[Lazarus] TProcess, UTF8, Windows
Mattias Gaertner
nc-gaertnma at netcologne.de
Sun Apr 15 11:32:21 CEST 2012
On Sun, 15 Apr 2012 07:16:15 +0200
Martin Schreiber <mse00000 at gmail.com> wrote:
> On Saturday 14 April 2012 22:36:02 Marcos Douglas wrote:
> >
> > Well, works if I change this line:
> > fname := 'c:\á b ç\á.txt';
> > to this:
> > fname := UTF8Decode('c:\á b ç\á.txt');
> >
> > And doesn't matter if fname is UnicodeString or string -- well, the
> > debug hint to 'UnicodeString' is more beautiful than 'string' because
> > the compiler translate.
> >
> Add {$codepage utf8} to the unit header or compile with -Fcutf8, this is the
> default setting in MSEide+MSEgui for automatic Unicode handling.

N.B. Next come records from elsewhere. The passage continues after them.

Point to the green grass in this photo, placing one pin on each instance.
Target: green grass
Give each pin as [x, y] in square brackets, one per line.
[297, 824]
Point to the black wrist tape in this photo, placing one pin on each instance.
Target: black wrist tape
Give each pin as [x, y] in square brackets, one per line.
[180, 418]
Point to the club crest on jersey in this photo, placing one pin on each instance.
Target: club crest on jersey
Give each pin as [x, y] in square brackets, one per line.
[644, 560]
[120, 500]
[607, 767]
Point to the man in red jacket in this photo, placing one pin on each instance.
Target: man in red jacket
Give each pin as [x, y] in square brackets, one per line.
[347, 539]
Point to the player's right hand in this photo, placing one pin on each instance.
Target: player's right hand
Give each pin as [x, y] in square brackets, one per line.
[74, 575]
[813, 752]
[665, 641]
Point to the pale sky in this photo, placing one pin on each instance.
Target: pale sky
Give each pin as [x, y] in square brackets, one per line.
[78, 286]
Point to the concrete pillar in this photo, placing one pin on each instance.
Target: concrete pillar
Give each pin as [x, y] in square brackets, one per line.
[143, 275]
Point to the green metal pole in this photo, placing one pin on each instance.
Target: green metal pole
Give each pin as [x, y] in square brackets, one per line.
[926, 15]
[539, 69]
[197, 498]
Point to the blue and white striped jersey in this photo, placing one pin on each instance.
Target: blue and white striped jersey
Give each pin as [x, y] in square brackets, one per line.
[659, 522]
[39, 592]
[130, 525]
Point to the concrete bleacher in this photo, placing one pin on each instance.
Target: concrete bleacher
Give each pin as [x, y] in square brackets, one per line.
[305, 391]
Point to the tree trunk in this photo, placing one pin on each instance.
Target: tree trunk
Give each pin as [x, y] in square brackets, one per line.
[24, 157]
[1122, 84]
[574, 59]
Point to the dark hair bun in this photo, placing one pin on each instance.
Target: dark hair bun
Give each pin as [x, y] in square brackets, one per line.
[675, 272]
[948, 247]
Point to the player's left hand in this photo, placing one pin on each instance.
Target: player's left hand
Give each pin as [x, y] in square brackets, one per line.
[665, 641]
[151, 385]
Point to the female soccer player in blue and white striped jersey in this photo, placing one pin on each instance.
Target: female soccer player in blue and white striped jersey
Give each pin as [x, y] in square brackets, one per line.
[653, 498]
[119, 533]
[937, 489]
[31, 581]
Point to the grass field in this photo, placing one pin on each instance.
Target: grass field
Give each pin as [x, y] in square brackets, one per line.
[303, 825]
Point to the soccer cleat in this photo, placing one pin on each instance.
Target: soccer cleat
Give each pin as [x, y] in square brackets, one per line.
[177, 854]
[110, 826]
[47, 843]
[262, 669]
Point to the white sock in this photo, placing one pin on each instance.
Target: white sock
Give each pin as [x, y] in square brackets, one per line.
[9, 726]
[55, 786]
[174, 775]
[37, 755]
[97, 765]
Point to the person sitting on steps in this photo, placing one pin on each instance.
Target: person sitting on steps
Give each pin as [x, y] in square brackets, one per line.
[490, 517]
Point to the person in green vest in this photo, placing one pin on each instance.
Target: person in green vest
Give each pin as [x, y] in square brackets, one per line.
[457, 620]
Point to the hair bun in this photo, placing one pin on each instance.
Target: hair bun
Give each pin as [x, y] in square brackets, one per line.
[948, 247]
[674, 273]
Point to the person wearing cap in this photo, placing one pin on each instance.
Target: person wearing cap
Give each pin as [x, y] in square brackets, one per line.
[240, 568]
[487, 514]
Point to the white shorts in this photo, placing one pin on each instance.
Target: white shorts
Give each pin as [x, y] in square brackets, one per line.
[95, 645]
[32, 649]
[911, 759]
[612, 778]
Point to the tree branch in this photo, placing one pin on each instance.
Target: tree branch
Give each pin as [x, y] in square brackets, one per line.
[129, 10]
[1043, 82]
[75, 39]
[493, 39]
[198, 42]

> Warning: most likely this setting will break Lazarus on FPC 2.6.0. I don't
> know if Lazarus is fully tested with cpstrnew and -Fcutf8 already.
cpstrnew is part of fpc 2.7.1 and Lazarus runs fine with it since two
months.
The -Fcutf8 and {$codepage utf8} exists since ages.
There are some traps with -Fcutf8 and {$codepage utf8}. It only works if
the RTL DefaultSystemCodePage is CP_UTF8. Otherwise your strings are
converted by the compiler.
For example under Linux the RTL default is CP_ACP, which defaults to
ISO_8859-1. The RTL does *not* read your environment language on its
own. So the the default is ISO_8859-1. This means your
UTF-8 string constants are converted by the compiler:
Compile this with -Fcutf8 and run it on a Linux with LANG set to utf-8:
program project1;
{$mode objfpc}{$H+}
begin
writeln(DefaultSystemCodePage,' ',CP_UTF8);
writeln('ä');
end.
This results in
0 65001
ä
The LCL uses a widestringmanager (at the moment cwstring), which sets the DefaultSystemCodePage. You can do the same in your non LCL programs:
program project1;
{$mode objfpc}{$H+}
uses cwstring;
begin
writeln(DefaultSystemCodePage,' ',CP_UTF8);
writeln('ä');
end.
This results in
65001 65001
ä
The above is a lie for kids.
See the program below:
program project1;
{$mode objfpc}{$H+}
uses cwstring;
var
a,b,c: string;
begin
writeln(ord(DefaultSystemCodePage),' ',CP_UTF8);
a:='ä'; b:='='#$C3#$A4; // #$C3#$A4 is UTF-8 for ä
c:= 'ä='#$C3#$A4;
writeln(a,b); // writes ä=ä
writeln(c); // writes ä=ä
end.
You can see that an UTF-8 string constant works, a string constant with UTF-8 codes works too, but the combination does not work. The above was compiled with -Fcutf8 and uses cwstring to set the DefaultSystemCodePage to CP_UTF8. So what went wrong?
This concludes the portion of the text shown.